Re: Shared - Another Thread
On Wednesday, 17 October 2018 at 21:40:35 UTC, Stanislav Blinov wrote: Now, I perfectly understand what Manu wants: for `shared` to stop being a stupid keyword that nobody uses, and start bringing in value to the language. At the moment, the compiler happily allows you to write and read `shared` unhindered, which isn't useful at all. Very Good, that's what I wanted to happen :)
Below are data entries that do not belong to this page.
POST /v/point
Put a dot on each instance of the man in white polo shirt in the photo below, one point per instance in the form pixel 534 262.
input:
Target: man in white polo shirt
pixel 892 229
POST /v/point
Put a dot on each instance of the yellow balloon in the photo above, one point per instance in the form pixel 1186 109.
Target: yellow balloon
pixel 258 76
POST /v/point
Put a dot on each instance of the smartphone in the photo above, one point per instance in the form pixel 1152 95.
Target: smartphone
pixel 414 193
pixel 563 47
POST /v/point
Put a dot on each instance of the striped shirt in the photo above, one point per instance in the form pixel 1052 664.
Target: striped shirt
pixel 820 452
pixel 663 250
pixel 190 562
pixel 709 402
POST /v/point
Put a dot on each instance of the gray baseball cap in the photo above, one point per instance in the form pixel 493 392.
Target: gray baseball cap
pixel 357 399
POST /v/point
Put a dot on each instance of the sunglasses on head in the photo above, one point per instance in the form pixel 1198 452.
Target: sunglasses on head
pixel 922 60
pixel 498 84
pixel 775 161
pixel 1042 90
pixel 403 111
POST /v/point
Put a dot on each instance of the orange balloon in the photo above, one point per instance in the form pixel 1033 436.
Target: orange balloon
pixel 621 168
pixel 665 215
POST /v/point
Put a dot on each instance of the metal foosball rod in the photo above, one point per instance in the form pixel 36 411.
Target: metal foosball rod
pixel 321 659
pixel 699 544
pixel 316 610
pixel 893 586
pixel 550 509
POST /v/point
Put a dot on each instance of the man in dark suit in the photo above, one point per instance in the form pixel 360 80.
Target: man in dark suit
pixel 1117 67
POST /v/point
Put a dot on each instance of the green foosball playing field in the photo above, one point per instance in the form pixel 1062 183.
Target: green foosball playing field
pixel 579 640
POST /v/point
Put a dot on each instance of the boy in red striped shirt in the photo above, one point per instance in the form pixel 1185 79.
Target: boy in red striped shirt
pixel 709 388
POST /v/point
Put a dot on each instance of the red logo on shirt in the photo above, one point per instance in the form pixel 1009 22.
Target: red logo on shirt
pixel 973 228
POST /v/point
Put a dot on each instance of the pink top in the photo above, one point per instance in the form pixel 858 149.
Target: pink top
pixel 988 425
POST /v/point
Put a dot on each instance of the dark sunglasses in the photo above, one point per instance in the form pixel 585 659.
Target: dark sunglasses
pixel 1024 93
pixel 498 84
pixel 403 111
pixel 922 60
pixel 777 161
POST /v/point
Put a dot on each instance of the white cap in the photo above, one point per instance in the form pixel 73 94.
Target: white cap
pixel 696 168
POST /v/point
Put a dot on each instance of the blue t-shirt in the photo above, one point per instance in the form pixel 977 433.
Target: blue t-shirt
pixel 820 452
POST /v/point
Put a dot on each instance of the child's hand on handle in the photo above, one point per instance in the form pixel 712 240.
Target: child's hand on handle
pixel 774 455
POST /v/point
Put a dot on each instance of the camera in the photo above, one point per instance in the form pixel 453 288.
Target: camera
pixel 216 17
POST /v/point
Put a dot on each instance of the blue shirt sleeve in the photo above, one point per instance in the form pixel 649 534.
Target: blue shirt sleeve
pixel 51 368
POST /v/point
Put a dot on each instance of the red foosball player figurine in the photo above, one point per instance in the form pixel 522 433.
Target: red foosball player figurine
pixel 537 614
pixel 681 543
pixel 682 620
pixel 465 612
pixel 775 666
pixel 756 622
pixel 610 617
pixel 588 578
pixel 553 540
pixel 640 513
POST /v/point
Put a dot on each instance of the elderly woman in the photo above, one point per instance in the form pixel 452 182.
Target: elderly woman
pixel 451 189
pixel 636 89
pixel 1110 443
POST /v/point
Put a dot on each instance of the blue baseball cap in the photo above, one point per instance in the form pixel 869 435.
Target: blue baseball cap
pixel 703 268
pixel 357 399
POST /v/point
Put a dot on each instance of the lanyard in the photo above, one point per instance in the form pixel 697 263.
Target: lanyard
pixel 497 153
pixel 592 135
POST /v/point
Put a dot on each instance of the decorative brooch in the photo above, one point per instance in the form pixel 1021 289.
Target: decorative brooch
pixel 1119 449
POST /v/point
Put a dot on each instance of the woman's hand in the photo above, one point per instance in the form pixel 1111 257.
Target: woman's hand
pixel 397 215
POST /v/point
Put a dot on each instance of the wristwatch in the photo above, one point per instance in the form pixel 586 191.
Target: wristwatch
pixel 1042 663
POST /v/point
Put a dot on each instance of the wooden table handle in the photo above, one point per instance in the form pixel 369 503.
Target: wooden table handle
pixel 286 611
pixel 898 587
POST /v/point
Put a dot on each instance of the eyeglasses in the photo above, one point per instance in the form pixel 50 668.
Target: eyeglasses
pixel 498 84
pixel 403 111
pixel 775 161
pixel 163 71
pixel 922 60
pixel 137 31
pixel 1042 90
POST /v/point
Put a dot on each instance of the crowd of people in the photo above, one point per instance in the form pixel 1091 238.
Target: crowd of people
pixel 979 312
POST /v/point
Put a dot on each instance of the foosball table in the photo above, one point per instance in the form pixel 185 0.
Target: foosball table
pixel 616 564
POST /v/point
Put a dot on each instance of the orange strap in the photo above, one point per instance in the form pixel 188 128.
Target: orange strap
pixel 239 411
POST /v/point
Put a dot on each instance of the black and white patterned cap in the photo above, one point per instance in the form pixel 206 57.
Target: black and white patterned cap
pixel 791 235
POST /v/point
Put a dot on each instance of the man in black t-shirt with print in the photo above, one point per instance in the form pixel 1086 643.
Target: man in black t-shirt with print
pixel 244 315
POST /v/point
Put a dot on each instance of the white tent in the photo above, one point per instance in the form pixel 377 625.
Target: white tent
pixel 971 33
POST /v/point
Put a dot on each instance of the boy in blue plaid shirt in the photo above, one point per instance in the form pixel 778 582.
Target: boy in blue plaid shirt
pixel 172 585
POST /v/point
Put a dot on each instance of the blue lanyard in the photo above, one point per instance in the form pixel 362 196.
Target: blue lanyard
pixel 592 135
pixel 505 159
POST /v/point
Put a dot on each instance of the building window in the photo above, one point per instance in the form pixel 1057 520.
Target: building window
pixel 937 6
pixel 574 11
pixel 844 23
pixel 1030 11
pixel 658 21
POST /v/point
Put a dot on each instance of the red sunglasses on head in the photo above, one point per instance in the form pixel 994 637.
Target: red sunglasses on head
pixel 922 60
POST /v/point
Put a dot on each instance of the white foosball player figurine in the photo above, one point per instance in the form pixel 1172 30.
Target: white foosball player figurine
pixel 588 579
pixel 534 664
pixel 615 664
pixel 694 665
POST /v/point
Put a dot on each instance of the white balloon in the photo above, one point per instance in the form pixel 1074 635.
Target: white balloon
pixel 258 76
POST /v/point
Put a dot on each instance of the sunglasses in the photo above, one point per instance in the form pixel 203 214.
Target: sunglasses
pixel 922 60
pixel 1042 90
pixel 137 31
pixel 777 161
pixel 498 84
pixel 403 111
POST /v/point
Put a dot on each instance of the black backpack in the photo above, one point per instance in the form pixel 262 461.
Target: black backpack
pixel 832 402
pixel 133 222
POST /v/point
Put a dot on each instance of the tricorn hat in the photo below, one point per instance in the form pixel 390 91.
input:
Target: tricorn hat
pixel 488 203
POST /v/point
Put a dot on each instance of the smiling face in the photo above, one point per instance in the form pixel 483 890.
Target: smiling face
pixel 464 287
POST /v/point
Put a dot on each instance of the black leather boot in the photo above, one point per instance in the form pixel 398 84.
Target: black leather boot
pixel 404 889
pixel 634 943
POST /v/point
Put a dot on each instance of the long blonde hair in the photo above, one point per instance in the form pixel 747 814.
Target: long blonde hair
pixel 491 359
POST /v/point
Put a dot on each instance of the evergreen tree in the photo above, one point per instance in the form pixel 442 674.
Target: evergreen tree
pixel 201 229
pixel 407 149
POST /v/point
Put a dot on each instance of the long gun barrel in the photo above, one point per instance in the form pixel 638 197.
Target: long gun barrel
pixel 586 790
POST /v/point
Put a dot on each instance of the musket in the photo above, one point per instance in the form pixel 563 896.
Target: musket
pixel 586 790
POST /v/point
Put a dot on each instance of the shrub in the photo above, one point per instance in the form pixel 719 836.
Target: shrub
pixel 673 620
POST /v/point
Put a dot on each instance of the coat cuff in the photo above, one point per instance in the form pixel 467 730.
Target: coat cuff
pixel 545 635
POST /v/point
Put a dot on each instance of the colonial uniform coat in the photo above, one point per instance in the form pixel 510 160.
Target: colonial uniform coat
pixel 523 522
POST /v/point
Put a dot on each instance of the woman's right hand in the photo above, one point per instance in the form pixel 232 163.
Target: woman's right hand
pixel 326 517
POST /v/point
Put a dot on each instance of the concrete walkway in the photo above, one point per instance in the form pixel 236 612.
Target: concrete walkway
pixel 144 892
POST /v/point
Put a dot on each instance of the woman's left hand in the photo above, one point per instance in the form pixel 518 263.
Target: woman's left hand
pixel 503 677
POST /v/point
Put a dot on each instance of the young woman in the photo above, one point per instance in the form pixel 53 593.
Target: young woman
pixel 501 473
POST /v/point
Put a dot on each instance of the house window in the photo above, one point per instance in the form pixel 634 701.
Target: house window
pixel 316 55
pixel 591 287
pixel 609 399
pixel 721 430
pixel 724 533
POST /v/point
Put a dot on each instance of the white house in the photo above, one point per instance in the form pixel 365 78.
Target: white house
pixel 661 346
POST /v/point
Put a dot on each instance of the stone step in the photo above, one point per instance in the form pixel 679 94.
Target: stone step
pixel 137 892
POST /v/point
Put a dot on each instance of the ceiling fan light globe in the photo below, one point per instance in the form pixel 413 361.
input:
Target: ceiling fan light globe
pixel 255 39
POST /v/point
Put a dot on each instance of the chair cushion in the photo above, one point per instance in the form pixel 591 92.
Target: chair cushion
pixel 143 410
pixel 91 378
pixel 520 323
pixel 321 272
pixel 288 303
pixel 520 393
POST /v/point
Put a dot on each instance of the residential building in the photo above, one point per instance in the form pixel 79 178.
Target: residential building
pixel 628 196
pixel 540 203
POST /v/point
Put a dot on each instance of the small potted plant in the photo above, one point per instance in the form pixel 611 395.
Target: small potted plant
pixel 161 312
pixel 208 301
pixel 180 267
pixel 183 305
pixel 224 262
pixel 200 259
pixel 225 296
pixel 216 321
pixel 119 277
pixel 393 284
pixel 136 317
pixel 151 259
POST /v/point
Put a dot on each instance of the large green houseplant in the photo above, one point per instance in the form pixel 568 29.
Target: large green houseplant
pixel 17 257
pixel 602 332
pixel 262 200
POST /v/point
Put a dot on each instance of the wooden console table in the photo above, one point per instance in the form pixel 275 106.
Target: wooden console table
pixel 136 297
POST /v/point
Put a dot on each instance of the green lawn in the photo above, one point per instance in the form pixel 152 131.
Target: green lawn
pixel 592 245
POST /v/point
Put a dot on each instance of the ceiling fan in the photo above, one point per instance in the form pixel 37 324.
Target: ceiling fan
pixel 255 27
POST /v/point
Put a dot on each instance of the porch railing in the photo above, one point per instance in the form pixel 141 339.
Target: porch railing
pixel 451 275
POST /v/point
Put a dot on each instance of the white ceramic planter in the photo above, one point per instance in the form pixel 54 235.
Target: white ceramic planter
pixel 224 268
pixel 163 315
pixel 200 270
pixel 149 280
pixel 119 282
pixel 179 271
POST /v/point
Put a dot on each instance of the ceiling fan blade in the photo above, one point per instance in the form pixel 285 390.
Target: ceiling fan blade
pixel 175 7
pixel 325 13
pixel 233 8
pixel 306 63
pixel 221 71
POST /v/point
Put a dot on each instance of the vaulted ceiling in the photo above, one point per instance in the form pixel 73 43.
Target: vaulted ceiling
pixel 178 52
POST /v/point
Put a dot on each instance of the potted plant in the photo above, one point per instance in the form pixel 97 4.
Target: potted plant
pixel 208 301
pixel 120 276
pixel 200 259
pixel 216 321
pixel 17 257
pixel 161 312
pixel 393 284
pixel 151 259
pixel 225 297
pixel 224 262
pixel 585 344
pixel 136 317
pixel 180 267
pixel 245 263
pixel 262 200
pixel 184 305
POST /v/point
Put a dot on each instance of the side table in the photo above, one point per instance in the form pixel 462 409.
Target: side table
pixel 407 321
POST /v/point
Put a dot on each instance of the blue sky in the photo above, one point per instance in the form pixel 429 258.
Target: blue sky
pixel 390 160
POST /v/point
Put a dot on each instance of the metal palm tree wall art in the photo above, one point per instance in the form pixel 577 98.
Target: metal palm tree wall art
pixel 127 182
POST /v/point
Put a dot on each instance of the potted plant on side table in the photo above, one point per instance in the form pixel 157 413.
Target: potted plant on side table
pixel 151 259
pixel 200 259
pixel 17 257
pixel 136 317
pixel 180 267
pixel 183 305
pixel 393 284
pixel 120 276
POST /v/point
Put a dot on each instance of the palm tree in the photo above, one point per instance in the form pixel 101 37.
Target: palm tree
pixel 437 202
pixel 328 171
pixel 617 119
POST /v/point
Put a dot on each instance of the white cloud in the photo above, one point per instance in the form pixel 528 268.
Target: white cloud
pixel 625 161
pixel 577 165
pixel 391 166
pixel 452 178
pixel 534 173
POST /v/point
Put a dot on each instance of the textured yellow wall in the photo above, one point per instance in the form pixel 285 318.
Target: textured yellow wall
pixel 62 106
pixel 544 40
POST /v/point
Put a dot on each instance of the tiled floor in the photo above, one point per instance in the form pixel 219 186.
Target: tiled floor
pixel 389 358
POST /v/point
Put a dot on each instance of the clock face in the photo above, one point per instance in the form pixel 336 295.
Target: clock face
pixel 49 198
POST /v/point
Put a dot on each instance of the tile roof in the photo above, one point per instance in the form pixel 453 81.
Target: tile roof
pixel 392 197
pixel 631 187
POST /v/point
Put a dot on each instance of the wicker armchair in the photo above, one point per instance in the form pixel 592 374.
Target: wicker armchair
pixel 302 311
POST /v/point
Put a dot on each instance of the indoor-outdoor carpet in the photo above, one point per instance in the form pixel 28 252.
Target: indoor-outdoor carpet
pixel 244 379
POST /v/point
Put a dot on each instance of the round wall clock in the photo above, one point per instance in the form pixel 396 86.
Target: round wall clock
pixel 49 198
Re: Shared - Another Thread
On Wednesday, 17 October 2018 at 21:29:07 UTC, Stefan Koch wrote: in any case it would certainly mess up the state of everyone involved; which is exactly what happens win multi-threaded situations. ^ that is very true. And that is why: - one must not keep shared and local data close together (e.g. within same cache line) - one must not implicitly convert local data to shared data Now, I perfectly understand what Manu wants: for `shared` to stop being a stupid keyword that nobody uses, and start bringing in value to the language. At the moment, the compiler happily allows you to write and read `shared` unhindered, which isn't useful at all. It also allows you to have weird things like shared destructors and postblits (which got extended to whole shared copy ctors in a DIP!). Latter is especially painful when attempting to define the whole type `shared`.
Re: Shared - Another Thread
On Wednesday, 17 October 2018 at 21:12:49 UTC, Stefan Koch wrote: [another person] cannot actually occupy the same space. It is physically impossible. Actually, that's not quite true, If they were to try hard enough the result would be nuclear fusion, (I am guessing (I am not a phsysist)), in any case it would certainly mess up the state of everyone involved; which is exactly what happens win multi-threaded situations.